Bond Length Ranking

In this tutorial I want to talk about bond length rankings, and as a little bonus at the end we’ll also look at bond strengths.

Here’s a fairly typical exam question: you’re given a molecule and asked to rank the indicated bonds by their length. Or, alternatively, you might see a series of molecules and each has a bond you would need to rank in terms of the bond length. It doesn’t matter how the question if phrased, the idea is always going to be the same: rank the bonds based on their length.

At first, this type of problem can look intimidating, but once you know the four core principles I’m about to show you, it becomes much more manageable.

Principle 1: Atomic Size

The first principle is atomic size. In organic chemistry, the size of the atom is the most important factor for bond length. Other factors like electronegativity, hybridization, or geometry do play a role, but atomic size dominates.

Hydrogen, for example, is the smallest atom. The H–H bond is very short, only 0.74 Å. (And just to remind you, 1 Å is 10^-10 m, ten times smaller than a nanometer.)

Any bond with hydrogen is going to be short. Here are some examples:

• C–H = 1.09 Å
• N–H = 1.02 Å
• O–H = 0.96 Å

Compare that to a C–C bond, which is 1.53 Å. Since carbon is much larger than hydrogen, the bond is longer.

We can see similar patterns as we move through the periodic table. For example:

• C–F = 1.35 Å
• C–Cl = 1.77 Å
• C–Br = 1.93 Å
• C–I = 2.13 Å

Relevant Periodic Table

As you can see, bond length increases as the atoms get larger as you move down to the next period. Good news is, you don’t need to memorize these numbers! The periodic trends are what matters. Across a period, atom size decreases slightly from left to right, and down a group, atom size increases significantly.

Example 1

Let’s apply this.

Suppose we need to rank C–H, C–C, and C–O bonds from the molecule above. Since hydrogen is smallest, C–H is shortest. Between C–O and C–C, oxygen is smaller than carbon, so C–O is shorter than C–C.

Principle 2: Bond Order

The second principle is bond order. Triple bonds are shorter than double bonds, and double bonds are shorter than single bonds.
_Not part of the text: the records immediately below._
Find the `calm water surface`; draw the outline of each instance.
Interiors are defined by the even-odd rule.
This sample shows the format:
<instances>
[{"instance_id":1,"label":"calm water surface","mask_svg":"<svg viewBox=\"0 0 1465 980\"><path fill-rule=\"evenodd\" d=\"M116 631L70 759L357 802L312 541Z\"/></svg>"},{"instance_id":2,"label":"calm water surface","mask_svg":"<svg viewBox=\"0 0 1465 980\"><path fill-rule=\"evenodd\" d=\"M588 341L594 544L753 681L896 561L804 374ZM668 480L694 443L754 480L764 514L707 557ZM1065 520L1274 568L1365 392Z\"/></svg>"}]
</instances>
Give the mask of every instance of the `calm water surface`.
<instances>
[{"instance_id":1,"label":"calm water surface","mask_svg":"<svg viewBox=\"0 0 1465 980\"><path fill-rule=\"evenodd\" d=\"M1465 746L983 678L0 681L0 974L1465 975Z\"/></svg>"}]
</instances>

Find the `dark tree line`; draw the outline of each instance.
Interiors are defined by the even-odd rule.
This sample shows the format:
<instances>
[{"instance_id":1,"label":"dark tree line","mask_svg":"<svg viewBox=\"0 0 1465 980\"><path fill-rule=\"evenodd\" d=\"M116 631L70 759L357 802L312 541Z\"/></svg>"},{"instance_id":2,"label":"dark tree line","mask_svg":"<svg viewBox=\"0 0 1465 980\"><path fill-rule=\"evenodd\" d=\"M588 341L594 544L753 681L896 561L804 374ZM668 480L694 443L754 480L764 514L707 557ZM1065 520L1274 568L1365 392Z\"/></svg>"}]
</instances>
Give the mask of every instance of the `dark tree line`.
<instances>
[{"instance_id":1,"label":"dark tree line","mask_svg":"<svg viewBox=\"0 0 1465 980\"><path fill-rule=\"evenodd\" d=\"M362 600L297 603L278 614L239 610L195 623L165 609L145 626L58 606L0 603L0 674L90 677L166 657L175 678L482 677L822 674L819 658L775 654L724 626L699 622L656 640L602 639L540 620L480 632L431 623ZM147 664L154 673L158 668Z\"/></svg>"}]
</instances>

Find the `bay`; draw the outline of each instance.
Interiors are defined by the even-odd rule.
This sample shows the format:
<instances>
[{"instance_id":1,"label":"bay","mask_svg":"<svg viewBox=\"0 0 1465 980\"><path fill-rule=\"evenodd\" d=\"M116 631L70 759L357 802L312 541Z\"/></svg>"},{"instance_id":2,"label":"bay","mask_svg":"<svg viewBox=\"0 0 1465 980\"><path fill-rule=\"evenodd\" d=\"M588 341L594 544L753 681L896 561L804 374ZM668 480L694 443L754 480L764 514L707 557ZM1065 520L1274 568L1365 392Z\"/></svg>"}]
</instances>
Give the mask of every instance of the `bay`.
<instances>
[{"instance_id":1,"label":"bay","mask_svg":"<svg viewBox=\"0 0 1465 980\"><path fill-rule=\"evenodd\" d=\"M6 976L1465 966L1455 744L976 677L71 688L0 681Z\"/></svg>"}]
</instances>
For example, with carbon–nitrogen bonds, or nitrogen–nitrogen bonds, you’ll consistently see:
C≡N < C=N < C–N

But we still need to account for atomic size. Compare carbon–oxygen versus carbon–sulfur bonds. Even though a C=S double bond has higher bond order, it’s still longer than a single C–O bond because sulfur is much larger than oxygen.

Example 2

Here’s another example with several highlighted bonds:
C–H, C≡C, C=O, C=C, and C–C.

The shortest is C–H, followed by the triple bond, then the double bonds (C=O and C=C), and finally the longest is the single C–C bond.

So far, atomic size and bond order are the two major principles for ranking bond lengths. But there are two more to keep in mind.

Principle 3: Hybridization

The third principle is hybridization. The more s-character in a hybrid orbital, the shorter the bond.

• sp³ orbitals are largest, so sp³ bonds are the longest.
• sp² bonds are shorter.
• sp bonds are the shortest.

This effect isn’t as strong as atomic size or bond order, but it can still matter.

Principle 4: Resonance

The fourth principle is resonance. Resonance often creates partial bonds that fall in between single and double bond lengths.

Take butadiene, for example. Resonance makes the central C–C bond not quite a single bond, but not quite a double either. Experimentally, it measures around 1.47 Å—shorter than a normal single bond but longer than a double bond.

So, once you’ve ranked bonds based on atomic size and bond order, double-check whether hybridization or resonance applies, since these can shift the bond lengths slightly.

Complex Example

Now let’s return to the type of exam question we started with. Using these four principles: atomic size, bond order, hybridization, and resonance.

Bond Strength

And now for the bonus: bond strength. Bond strength and bond length are correlated: the shorter the bond, the stronger it is.

But there’s a catch: this only works when comparing bonds of the same type or between similar atoms.

For example, compare carbon–carbon single, double, and triple bonds. The single bond is longest and weakest, while the triple bond is shortest and strongest. The same trend holds for carbon–nitrogen bonds.

But if you compare very different bonds, the trend breaks down. A C–H bond is very short, but it’s not nearly as strong as other bonds of similar length. An H–H bond is even shorter, yet only about as strong as a C–H bond.

So, the bond length–bond strength correlation is useful, but only for comparing similar types of bonds.

The good news is, exam questions will usually stick to straightforward comparisons. If you master these four principles and practice a few examples, you’ll be ready to tackle bond length ranking problems with confidence.